Tracey Stevenson, 52, of Thetford, used her position to transfer company funds into her own bank account, wrote company cheques to herself and altered records to cover her tracks.
With her ill gotten gains – boosted ironically by gambling wins of £1.6 million and £250,000 – she went on a house buying spree in England and Spain.
When she was sentenced last August her defence team said Stevenson “feels overwhelmed with shame and knows she has betrayed her employer.
“Her admissions came about because of a suicide note her husband discovered. In her 52 years on earth her only previous brush with the law was a speeding ticket 20 years ago”.
The judge was less sympathetic pointing out that her employers – with a 13 strong workforce – had spent £40,000 investigating why money was haemorrhaging from their business.
“You had gambling wins but rather than pay the company back you bought three houses,” he the judge told her.
“You became dishonest to an extent barely seen.”

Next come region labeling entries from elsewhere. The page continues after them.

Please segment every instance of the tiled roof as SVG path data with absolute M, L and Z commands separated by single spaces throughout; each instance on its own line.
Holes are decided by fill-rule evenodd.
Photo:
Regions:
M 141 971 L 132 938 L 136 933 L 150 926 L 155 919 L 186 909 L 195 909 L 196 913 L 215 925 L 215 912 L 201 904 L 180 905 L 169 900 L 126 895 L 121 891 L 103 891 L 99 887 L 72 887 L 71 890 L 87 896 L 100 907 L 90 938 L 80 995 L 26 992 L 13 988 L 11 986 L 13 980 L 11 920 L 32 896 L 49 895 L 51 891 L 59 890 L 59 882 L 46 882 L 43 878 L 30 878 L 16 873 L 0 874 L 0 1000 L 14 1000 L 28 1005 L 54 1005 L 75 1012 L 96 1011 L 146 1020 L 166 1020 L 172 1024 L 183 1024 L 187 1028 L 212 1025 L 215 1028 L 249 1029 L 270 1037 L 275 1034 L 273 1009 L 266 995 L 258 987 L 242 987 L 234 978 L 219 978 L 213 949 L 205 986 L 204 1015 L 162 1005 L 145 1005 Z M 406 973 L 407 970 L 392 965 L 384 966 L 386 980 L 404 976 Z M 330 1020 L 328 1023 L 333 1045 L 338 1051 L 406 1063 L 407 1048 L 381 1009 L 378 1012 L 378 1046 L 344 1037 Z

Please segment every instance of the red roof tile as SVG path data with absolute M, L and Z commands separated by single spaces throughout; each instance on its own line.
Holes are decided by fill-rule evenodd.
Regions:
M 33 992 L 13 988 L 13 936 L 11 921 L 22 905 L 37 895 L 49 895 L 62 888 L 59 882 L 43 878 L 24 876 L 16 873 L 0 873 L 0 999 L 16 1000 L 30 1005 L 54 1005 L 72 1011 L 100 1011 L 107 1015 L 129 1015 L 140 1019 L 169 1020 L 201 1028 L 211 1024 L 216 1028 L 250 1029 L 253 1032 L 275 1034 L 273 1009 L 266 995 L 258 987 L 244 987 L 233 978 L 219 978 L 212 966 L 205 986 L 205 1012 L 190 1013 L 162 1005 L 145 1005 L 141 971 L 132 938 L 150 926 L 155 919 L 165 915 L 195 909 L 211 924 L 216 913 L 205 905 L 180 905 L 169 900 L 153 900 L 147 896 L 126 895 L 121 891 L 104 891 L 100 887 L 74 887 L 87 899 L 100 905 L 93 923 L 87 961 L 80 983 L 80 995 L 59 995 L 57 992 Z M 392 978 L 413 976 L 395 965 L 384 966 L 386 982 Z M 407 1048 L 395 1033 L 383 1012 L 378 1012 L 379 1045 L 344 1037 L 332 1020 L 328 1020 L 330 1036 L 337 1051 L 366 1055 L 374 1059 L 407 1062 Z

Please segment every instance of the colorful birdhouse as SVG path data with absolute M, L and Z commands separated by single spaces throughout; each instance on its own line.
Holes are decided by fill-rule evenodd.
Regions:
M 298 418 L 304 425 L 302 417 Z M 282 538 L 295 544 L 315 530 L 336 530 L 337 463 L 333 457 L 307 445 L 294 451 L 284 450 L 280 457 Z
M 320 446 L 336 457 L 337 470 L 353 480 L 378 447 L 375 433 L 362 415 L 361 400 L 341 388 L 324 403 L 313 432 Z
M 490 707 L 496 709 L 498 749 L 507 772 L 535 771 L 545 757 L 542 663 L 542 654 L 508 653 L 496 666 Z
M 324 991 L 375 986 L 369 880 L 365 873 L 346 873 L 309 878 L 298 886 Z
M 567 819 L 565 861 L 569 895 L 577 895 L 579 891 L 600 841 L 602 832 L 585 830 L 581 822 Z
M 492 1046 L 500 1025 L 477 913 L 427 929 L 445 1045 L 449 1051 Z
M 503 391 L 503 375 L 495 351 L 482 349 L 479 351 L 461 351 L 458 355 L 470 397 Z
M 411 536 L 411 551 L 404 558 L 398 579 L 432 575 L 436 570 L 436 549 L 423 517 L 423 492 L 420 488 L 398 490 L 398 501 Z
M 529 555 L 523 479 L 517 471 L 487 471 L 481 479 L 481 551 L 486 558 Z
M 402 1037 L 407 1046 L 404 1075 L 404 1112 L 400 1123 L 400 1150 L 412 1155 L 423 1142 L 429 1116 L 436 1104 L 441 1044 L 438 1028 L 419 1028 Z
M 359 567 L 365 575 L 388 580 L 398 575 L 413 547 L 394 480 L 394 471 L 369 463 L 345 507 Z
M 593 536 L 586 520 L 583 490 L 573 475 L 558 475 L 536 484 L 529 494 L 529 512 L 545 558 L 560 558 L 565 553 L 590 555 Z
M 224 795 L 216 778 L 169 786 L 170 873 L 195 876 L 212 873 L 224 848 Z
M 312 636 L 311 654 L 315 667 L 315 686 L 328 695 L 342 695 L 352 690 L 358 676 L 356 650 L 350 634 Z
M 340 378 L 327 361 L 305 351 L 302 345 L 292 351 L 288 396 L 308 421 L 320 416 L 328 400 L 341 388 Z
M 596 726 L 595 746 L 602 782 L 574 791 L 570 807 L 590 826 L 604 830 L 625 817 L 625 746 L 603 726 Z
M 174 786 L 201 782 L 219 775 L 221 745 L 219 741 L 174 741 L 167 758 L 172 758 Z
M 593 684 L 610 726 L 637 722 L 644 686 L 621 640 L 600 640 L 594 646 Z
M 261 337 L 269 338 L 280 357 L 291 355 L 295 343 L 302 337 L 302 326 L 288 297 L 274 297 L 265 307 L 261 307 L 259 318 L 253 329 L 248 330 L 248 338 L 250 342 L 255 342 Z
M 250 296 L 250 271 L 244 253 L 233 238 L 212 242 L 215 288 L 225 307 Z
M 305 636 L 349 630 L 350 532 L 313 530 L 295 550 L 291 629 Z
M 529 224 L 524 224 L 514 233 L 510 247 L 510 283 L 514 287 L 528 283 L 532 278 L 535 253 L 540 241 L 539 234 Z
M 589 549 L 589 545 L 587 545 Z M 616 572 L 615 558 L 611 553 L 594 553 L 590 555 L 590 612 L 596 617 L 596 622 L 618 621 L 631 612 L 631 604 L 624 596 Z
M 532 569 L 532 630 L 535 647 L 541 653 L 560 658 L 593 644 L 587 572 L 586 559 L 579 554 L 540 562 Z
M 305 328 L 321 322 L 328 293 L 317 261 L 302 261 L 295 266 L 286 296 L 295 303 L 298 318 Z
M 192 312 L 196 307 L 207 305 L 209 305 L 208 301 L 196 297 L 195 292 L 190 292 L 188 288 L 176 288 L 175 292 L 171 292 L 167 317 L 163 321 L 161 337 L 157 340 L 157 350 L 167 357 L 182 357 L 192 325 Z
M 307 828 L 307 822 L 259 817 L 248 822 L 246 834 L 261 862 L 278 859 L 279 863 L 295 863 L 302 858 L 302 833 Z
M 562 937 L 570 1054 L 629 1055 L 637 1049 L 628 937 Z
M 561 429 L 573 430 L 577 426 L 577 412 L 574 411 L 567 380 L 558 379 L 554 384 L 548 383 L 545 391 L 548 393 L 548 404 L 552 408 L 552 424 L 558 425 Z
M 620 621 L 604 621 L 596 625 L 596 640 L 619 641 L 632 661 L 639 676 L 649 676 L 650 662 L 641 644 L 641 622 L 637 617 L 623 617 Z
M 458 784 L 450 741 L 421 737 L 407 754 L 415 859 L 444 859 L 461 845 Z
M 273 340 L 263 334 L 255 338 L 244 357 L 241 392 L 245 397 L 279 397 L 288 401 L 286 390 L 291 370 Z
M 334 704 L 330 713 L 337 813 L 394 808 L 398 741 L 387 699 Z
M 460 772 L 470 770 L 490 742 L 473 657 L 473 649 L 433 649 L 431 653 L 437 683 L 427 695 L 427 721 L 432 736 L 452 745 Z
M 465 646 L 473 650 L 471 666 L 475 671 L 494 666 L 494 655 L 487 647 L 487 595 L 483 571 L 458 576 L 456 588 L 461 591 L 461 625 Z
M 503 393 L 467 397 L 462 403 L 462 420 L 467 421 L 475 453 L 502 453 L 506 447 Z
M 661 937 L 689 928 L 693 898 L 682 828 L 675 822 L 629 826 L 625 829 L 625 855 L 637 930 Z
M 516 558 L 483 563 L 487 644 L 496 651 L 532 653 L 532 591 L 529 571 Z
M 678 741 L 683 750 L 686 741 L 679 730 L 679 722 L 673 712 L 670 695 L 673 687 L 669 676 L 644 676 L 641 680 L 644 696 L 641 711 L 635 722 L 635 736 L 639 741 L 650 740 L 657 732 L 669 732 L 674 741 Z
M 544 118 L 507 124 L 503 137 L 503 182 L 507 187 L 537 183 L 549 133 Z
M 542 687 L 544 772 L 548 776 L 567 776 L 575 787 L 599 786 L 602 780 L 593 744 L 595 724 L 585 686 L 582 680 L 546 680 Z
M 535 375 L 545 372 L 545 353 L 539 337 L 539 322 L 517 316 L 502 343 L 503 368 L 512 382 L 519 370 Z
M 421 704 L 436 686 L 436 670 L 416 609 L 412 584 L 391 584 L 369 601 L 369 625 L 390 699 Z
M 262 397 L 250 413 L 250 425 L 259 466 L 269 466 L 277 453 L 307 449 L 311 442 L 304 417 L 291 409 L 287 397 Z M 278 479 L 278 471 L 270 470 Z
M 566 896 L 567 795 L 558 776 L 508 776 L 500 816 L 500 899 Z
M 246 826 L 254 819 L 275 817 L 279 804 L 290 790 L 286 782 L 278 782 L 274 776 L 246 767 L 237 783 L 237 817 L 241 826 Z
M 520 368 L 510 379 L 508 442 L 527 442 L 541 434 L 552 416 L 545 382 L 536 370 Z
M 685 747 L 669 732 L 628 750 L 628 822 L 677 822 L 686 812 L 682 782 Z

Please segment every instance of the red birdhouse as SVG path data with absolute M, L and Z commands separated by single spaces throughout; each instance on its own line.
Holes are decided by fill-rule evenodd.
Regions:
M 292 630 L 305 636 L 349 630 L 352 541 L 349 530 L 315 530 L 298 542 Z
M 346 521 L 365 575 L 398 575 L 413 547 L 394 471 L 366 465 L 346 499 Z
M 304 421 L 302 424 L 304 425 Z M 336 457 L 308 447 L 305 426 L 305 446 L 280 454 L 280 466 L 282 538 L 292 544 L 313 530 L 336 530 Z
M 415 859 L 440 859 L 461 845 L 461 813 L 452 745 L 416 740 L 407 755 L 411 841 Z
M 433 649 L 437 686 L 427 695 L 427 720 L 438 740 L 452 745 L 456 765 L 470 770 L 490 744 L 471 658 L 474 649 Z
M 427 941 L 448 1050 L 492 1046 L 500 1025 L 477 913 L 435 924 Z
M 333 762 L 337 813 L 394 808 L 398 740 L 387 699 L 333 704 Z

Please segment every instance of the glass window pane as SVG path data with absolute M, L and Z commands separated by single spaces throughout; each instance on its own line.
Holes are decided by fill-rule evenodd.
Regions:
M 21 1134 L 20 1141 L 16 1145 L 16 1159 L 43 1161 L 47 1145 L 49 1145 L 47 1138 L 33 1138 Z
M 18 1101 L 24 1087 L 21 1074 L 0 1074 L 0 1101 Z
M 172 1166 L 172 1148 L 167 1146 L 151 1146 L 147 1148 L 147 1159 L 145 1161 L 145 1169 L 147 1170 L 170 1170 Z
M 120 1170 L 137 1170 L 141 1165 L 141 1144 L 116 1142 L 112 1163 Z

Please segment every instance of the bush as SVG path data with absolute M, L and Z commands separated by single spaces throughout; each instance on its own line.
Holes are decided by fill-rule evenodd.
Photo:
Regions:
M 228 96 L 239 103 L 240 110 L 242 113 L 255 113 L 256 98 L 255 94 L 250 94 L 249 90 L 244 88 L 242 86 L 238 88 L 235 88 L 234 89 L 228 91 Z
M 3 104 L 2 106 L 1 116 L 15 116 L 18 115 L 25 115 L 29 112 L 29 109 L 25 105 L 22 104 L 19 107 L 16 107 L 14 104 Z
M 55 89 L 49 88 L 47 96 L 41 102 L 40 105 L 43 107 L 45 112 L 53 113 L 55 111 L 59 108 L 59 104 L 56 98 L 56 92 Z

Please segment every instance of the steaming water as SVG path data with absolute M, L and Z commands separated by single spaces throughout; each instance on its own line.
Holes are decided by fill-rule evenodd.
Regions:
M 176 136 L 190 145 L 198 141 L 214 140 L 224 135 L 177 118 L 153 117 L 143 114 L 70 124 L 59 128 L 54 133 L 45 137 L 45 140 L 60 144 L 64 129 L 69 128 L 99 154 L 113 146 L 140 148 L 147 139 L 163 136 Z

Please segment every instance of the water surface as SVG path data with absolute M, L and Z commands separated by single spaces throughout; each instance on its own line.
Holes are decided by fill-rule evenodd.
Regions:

The proceeds of crime hearing followed an inquiry by the Eastern Region Special Operations Unit (ERSOU).
Stevenson was instructed to pay back £786,766.38 to her former employers Ecsec Ltd based in Fordham Road, Newmarket, at the conclusion of confiscation proceedings at Cambridge Crown Court on August 11.
Stevenson had been sentenced to four years’ imprisonment at the earlier hearing in July 2016.
As a result of the Proceeds of Crime Act (POCA) Confiscation Order, it was directed that the hundreds of thousands of pounds must be paid within three months.
Should the order not be met, Stevenson would be made to serve a further six years’ imprisonment on top of her original sentence.
Detective Chief Inspector Liz Fernandes of ERSOU said: “This brings to a conclusion an investigation conducted by our specialist financial investigators, alongside our colleagues in Cambridgeshire Constabulary.
“We are immensely satisfied with this outcome to what has been a complex investigation, and has ensured that the defendant in this case has been stripped of the profit she had made from her crime.
“In addition the company, who had fallen victim to her offending, has been compensated as a consequence, and the case goes to show that crime certainly does not pay.”